You may be carrying, probably are carrying some sort of residue of an experience that was, um, took place in the life of another ancestor. I think that's why writers write. We're always looking for a way to contain and describe something that's almost ineffable. I think that's why artists paint, sculptors sculpt.

We were carrying too much and it leaves us in this sort of state of liminality where we're not sure how we feel and we don't really have the history or the words to describe it. It's very uncomfortable. And when you're living in a world that's already pretty chaotic, it becomes so crucial to have a sense of grounding in your life. And I, I believe that's what stories do.

Megan Leatherman: Oh, I love that. I've never thought of epigenetics as sort of also a story telling itself out of necessity or finding like an energy that has to come through regardless of whether we want it to or not. I think that's a really powerful Idea and framework, and it makes me think about how necessary this is for each of us individually, but also how important it is to tell the true story of our collective history in terms of capitalism and civilization and colonization, all of these things that have happened that don't really, like, we might know the history of them, but they don't live as, like, alive.

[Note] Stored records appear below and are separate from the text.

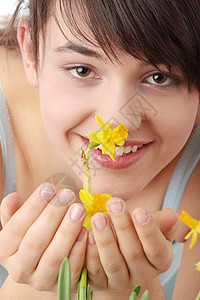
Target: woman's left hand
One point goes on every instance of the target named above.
(129, 249)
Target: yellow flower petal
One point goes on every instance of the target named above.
(112, 151)
(189, 221)
(193, 224)
(198, 266)
(96, 137)
(86, 197)
(108, 137)
(194, 238)
(97, 204)
(120, 143)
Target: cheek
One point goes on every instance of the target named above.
(175, 123)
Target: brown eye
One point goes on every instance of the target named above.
(82, 72)
(159, 79)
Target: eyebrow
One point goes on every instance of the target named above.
(75, 48)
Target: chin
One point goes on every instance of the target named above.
(116, 189)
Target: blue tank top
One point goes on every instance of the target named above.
(8, 156)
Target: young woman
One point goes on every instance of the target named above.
(130, 62)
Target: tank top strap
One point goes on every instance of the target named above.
(7, 148)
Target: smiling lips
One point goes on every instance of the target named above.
(127, 155)
(124, 150)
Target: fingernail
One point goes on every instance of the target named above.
(91, 239)
(6, 207)
(76, 212)
(67, 197)
(100, 223)
(141, 216)
(116, 206)
(47, 191)
(81, 234)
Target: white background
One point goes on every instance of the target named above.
(7, 6)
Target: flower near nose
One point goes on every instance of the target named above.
(108, 137)
(93, 204)
(193, 224)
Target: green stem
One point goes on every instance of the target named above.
(64, 281)
(82, 285)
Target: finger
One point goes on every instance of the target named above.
(78, 251)
(9, 205)
(113, 265)
(127, 237)
(14, 231)
(167, 221)
(60, 246)
(39, 236)
(156, 247)
(96, 274)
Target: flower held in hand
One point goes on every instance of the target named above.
(108, 137)
(93, 204)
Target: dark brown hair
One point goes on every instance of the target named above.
(163, 31)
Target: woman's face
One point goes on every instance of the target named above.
(78, 82)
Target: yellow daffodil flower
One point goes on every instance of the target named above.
(93, 204)
(193, 224)
(198, 266)
(108, 137)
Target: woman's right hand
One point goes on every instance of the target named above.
(40, 234)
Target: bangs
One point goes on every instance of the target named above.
(156, 30)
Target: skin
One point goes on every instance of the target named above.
(67, 111)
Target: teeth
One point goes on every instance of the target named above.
(134, 148)
(127, 149)
(123, 150)
(119, 151)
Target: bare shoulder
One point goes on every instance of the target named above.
(188, 278)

Thank you. Stories that teach us things and help us relate to them differently. It seems like from what I know. Other cultures around the world or in the past have done a better job at tending to their collective myths and using those and as teaching tools and ways to process grief. And, uh, you know, I personally, as someone with European heritage and the descendant of settlers here, I didn't hear hardly any family stories, and I certainly never heard the story of how, you know, civilization became capitalism, became the United States. It's just not, it's totally absent. So, there's so many directions I want to go. Um, It, let's say someone doesn't write or doesn't feel called to write a memoir, but does want to, does want to give the story a container so that it doesn't continue repeating itself unconsciously.

Where do you recommend people start? Is it looking into their own lineage a few generations back? Is it starting with your own patterns? Like where, how could someone start to work with their own story?

Jane Clark: Yes, that is so important. I'm so grateful for that question because I, I think people do tend to say, I'm not a writer, I can't do this.

And yet it's so, it's so healthy. I facilitate writing groups for people who are not writers. One of the things that we do, though, is a lot of, um, gathering up of legacy items from our families, maybe a button collection, it may be, in fact, we had some friends in our home Saturday evening for dinner, and one of the women brought a little tiny postcard collection that her grandmother had given her.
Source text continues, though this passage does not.